According to Paris-based think tank the Institute for Climate Economics (I4CE), proposals to weaken the EU’s carbon market rules would represent a strategic mistake.
Economists Benoît Leguet and Jean Pisani-Ferry argue that Europe should instead strengthen the EU Emissions Trading System (ETS) in order to support industrial competitiveness, accelerate technological innovation and maintain global leadership in low-carbon technologies.
EU carbon market central to climate policy
The EU ETS has placed a cap on emissions from European industry since 2005. The system currently covers approximately 40 percent of the European Union’s greenhouse gas emissions, including electricity generation, energy-intensive industries and intra-European aviation.
Under the ETS framework, companies must hold emission allowances for their carbon output. These allowances are tradable, creating a carbon market that provides financial incentives for reducing emissions. Following earlier adjustments, the carbon price has stabilized at roughly €60-€80/mt of carbon in 2025.
System entering new phase from 2026
The carbon market is now entering a new phase that has raised concerns among some industrial producers.
Two major policy changes are scheduled to begin in 2026. First, free emission allowances for energy-intensive industries will start declining more rapidly before being completely phased out by 2034, increasing carbon costs for producers. Second, the EU has introduced the Carbon Border Adjustment Mechanism (CBAM) to prevent carbon leakage. However, the current CBAM framework does not fully address competitiveness concerns faced by European exporters.
Complementary policies needed rather than ETS weakening
According to the I4CE analysis, these challenges should not lead to weakening the ETS itself.

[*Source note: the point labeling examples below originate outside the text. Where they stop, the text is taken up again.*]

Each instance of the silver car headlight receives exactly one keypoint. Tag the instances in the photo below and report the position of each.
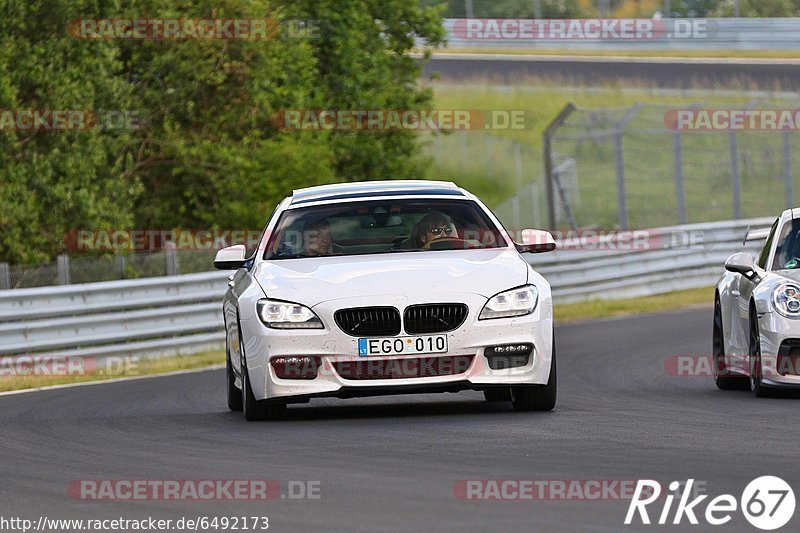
(515, 302)
(287, 315)
(786, 300)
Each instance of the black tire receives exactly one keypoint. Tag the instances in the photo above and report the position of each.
(537, 397)
(756, 372)
(234, 393)
(724, 379)
(253, 409)
(497, 394)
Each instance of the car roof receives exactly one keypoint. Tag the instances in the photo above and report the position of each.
(367, 189)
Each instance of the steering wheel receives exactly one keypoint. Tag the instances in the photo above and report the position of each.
(442, 242)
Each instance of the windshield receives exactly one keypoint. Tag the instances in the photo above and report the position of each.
(382, 227)
(787, 254)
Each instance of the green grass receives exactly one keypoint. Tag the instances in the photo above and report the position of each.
(594, 309)
(134, 368)
(483, 163)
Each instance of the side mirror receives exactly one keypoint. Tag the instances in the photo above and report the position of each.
(230, 258)
(536, 241)
(741, 263)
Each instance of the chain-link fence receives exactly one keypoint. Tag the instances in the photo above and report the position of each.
(632, 168)
(505, 174)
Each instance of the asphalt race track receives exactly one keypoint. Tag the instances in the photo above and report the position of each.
(677, 74)
(390, 464)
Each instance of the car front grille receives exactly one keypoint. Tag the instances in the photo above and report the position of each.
(368, 321)
(416, 367)
(434, 318)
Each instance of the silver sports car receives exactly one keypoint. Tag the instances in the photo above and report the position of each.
(756, 338)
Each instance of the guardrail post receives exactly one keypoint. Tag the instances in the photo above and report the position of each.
(171, 258)
(622, 196)
(547, 139)
(735, 176)
(680, 192)
(119, 261)
(787, 169)
(5, 276)
(62, 266)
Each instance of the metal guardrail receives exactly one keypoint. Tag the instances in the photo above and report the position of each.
(182, 314)
(579, 274)
(718, 34)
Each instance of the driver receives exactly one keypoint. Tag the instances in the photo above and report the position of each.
(317, 238)
(434, 225)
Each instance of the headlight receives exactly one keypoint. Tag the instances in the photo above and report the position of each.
(516, 302)
(287, 315)
(786, 300)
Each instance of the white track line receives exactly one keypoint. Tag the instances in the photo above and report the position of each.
(115, 380)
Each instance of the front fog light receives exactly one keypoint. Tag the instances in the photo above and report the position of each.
(516, 302)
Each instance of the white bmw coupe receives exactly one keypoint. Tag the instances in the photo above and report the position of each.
(756, 339)
(388, 287)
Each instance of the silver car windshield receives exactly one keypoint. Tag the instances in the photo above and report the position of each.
(372, 227)
(787, 253)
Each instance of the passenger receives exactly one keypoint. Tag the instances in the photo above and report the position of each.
(434, 225)
(317, 238)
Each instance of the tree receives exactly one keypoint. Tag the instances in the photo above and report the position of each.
(206, 152)
(54, 181)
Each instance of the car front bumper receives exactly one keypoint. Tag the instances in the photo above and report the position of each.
(334, 348)
(780, 365)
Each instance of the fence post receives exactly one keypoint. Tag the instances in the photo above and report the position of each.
(119, 260)
(735, 176)
(5, 276)
(622, 197)
(547, 138)
(62, 266)
(536, 205)
(680, 192)
(787, 169)
(171, 257)
(489, 162)
(515, 209)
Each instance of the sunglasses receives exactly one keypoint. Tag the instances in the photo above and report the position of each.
(438, 231)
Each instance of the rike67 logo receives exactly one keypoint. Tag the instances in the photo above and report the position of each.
(767, 503)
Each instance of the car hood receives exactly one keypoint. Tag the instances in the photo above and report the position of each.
(313, 280)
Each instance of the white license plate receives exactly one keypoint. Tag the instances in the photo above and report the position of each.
(403, 345)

Instead, policymakers should introduce complementary policies that protect industry while maintaining the integrity of the carbon market.

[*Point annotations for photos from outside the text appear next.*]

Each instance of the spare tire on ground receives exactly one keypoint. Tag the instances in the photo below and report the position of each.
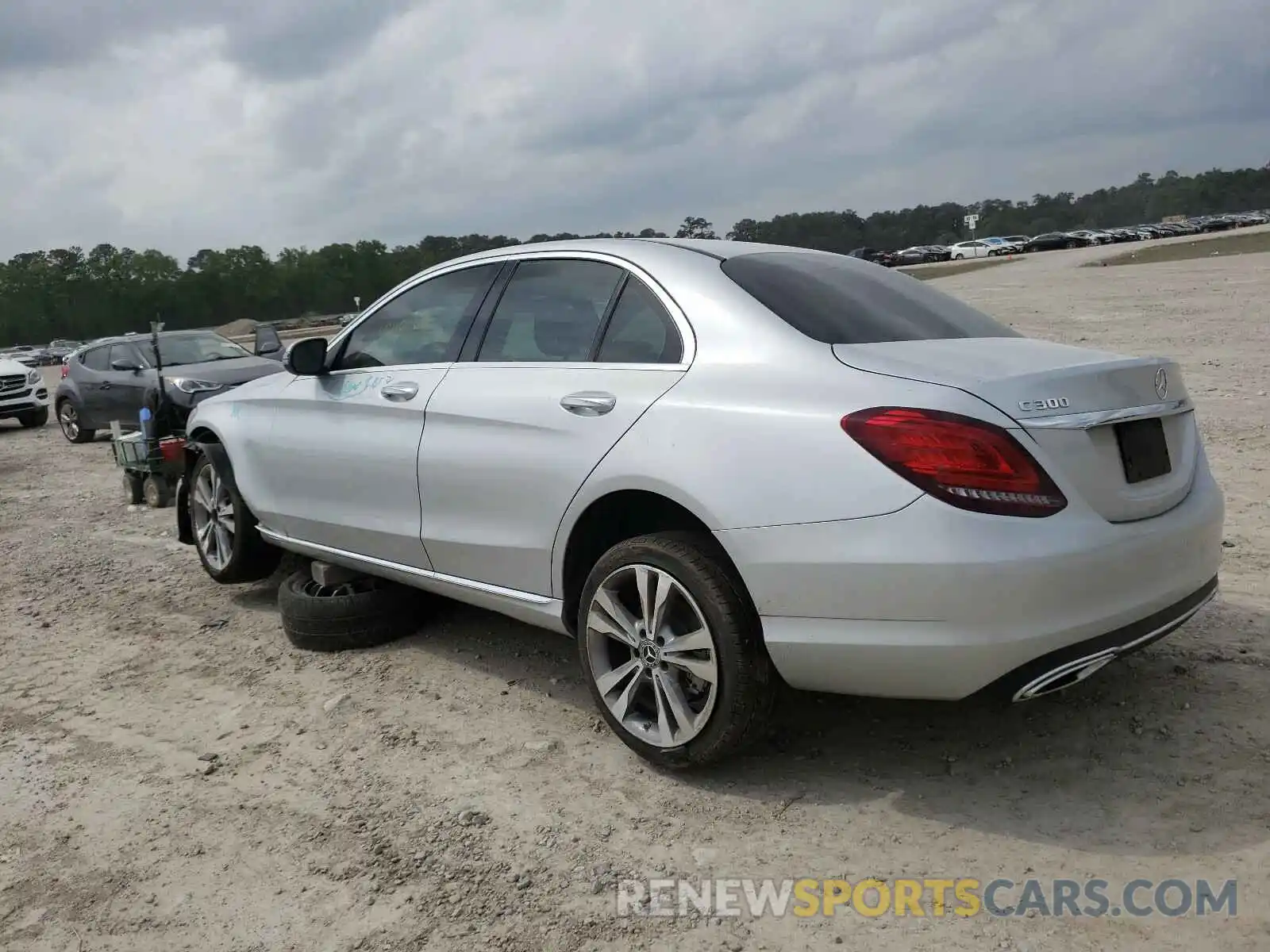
(359, 613)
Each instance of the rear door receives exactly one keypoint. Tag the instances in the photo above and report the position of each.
(340, 467)
(575, 352)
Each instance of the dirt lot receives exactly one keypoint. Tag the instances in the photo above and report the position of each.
(452, 791)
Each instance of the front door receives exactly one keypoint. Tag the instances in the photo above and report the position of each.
(129, 387)
(514, 435)
(341, 466)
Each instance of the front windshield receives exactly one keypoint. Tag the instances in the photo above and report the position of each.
(196, 348)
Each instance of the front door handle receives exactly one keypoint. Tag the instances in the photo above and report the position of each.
(399, 393)
(590, 403)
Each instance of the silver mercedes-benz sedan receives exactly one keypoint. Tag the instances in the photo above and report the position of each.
(719, 465)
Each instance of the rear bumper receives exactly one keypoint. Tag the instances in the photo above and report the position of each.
(933, 602)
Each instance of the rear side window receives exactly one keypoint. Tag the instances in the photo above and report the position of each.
(840, 300)
(550, 311)
(641, 330)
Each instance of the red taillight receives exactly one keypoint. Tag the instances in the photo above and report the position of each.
(967, 463)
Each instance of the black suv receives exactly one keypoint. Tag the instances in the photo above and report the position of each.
(112, 378)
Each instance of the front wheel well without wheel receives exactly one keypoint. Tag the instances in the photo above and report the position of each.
(615, 518)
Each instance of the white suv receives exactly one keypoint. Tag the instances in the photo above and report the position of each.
(23, 393)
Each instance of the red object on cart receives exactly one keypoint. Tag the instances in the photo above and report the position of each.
(171, 448)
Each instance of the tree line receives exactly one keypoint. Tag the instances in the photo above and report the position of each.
(67, 292)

One proposed solution is strengthening the CBAM framework or extending it to downstream sectors in order to better address carbon leakage along industrial supply chains without weakening ETS.

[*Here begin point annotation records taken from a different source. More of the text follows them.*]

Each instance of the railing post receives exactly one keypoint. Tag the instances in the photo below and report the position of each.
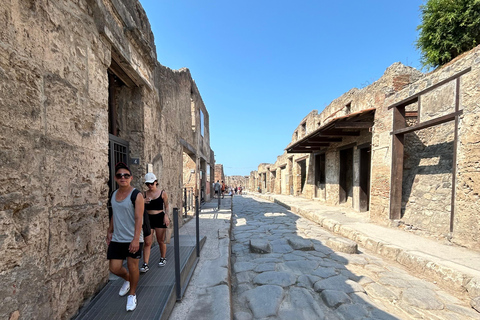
(185, 201)
(176, 242)
(197, 220)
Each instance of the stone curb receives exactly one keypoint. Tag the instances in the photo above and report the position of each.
(450, 277)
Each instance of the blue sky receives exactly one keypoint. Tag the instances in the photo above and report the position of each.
(261, 66)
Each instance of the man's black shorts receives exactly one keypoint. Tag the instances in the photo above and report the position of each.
(157, 220)
(119, 251)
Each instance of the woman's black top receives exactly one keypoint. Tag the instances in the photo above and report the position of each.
(155, 204)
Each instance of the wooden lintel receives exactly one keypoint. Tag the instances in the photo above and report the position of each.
(339, 133)
(313, 144)
(324, 139)
(121, 74)
(429, 123)
(414, 98)
(354, 125)
(302, 151)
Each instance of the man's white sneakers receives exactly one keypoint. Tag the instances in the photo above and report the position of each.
(131, 302)
(124, 289)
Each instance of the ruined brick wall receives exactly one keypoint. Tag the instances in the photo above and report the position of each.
(236, 181)
(54, 90)
(219, 175)
(429, 156)
(372, 96)
(54, 153)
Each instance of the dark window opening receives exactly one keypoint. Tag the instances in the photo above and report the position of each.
(346, 174)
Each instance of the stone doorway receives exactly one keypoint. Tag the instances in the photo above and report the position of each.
(365, 164)
(320, 191)
(303, 174)
(346, 175)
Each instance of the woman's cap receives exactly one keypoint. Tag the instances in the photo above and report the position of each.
(150, 178)
(122, 165)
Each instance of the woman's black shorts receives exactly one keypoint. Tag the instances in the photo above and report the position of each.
(156, 220)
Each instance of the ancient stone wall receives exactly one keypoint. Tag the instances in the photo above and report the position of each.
(429, 156)
(219, 175)
(55, 58)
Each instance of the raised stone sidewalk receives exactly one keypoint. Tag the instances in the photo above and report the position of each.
(449, 266)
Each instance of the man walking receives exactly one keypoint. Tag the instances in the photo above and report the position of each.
(125, 235)
(216, 187)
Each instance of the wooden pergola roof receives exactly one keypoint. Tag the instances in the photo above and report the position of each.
(334, 131)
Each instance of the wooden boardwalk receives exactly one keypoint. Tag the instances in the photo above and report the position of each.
(156, 291)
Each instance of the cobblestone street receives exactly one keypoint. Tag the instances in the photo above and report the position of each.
(283, 268)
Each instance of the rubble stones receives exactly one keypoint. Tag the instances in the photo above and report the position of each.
(260, 246)
(322, 283)
(342, 245)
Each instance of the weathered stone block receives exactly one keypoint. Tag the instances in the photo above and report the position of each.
(260, 246)
(342, 245)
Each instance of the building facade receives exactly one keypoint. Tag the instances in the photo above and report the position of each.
(80, 90)
(405, 149)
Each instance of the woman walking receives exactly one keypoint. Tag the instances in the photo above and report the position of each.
(156, 204)
(125, 235)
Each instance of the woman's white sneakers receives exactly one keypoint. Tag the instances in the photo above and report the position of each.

Electrification and renewables seen as long-term advantage
The think tank also emphasized that Europe’s long-term industrial competitiveness depends on reducing reliance on imported fossil fuels and accelerating the deployment of low-carbon technologies.
Greater electrification of industrial processes, combined with expanded renewable energy capacity and declining energy storage costs, could create structural advantages for European manufacturers. France, for example, is considered well positioned due to its relatively large supply of low-carbon electricity and biomass resources.
Policy priorities for the next ETS phase
The authors identified several policy priorities for strengthening the system while supporting industry. These include maintaining the planned phase-out of free allowances to provide long-term regulatory visibility, using ETS auction revenues more strategically to fund industrial decarbonisation projects and expanding CBAM coverage to protect European supply chains.
They also warned against introducing a carbon price cap within the ETS. Artificially lowering the price of carbon could undermine investment incentives for clean technologies and weaken the economic case for decarbonisation projects. Instead, the economists suggested that a carbon price floor could provide greater predictability for industry while preserving incentives to reduce emissions.